A residual-current device (RCD), or residual-current circuit breaker (RCCB), is a type of AC electrical switch that instantly breaks an electric circuit to prevent serious harm from an ongoing electric shock. An RCD is often referred to as a “Safety Switch” because it is designed to disconnect the power if a person makes contact with a live part of a circuit and earth at the same time.
THERE ARE THREE GENERAL CATEGORIES OF CIRCUIT PROTECTION: – FUSES, CIRCUIT BREAKERS AND RCDS.
THE PURPOSE OF FUSES AND CIRCUIT BREAKERS IS TO PROTECT WIRING AND APPLIANCES, NOT PEOPLE. THE PURPOSE OF RCDS IS TO PROTECT PEOPLE, NOT WIRING AND APPLIANCES.
ALWAYS REMEMBER THERE ARE SITUATIONS WHERE THE RCD WILL NOT PROTECT YOU!
In Australia residual current devices have been mandatory on power circuits since 1991 and on light circuits since 2000. All socket outlets and lighting circuits are required to be distributed over circuit RCDs. A maximum of three subcircuits may be connected to a single RCD.
Australian regulations require that standard RCD’s (type 2) activate within 300 milliseconds, and RCDs designed for medical use (type 1) must activate within 40 milliseconds.

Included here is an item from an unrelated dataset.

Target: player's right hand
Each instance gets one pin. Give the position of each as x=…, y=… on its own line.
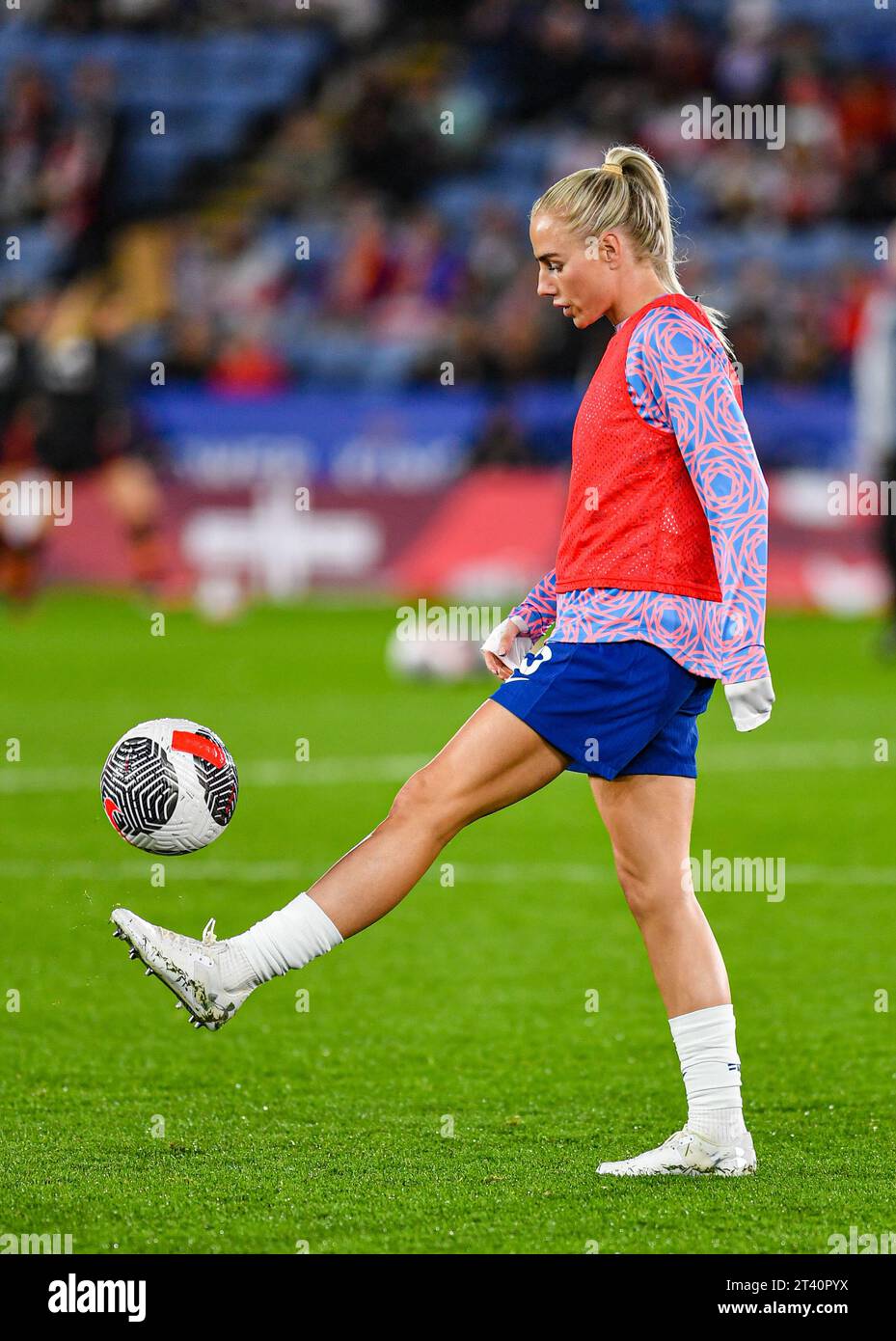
x=505, y=646
x=750, y=701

Leakage can indicate a shock hazard (or shock in progress) which is a potential danger to a person. This condition can occur if someone comes into contact with the active supply wire while being in contact with earth.
Even though the purpose of RCDs is to protect people not wiring and appliances, ALWAYS REMEMBER there are situations where the RCD will not protect you!
RCDs can be of either the Fixed or Portable variety.
A Fixed RCD is one that is permanently wired to terminals in a circuit or equipment. The only testing AS/NZS 3760:2010 requires for fixed RCDs is using the RCD test button, and observing the operating time, which should be ‘without undue delay’. However, the state-of-the-art- PAT testers used by Jez Test and Tag also allow us to perform the same Trip Test that is generally only performed on Portable RCDs.
A Portable RCD is one that, as the name suggests, is NOT permanently wired to terminals in a circuit or equipment and can be relocated as required. Portable RCDs generally look similar to powerboards but with a manual trip and reset switch, they are also several times more expensive than standard powerboards. The standard AS/NZS 3760:2010 requires that portable RCDs’ manual trip function is checked, then to measure both current level and trip time a Trip Time test is conducted. This is done using a PAT tester that introduces a current, equal to the rated tripping current, that is ‘suddenly’ applied between active and protective earth and the operating time measured.
If the Portable RCD has multiple sockets (outlets), similar to a powerboard, the Trip Time test will be conducted on each socket.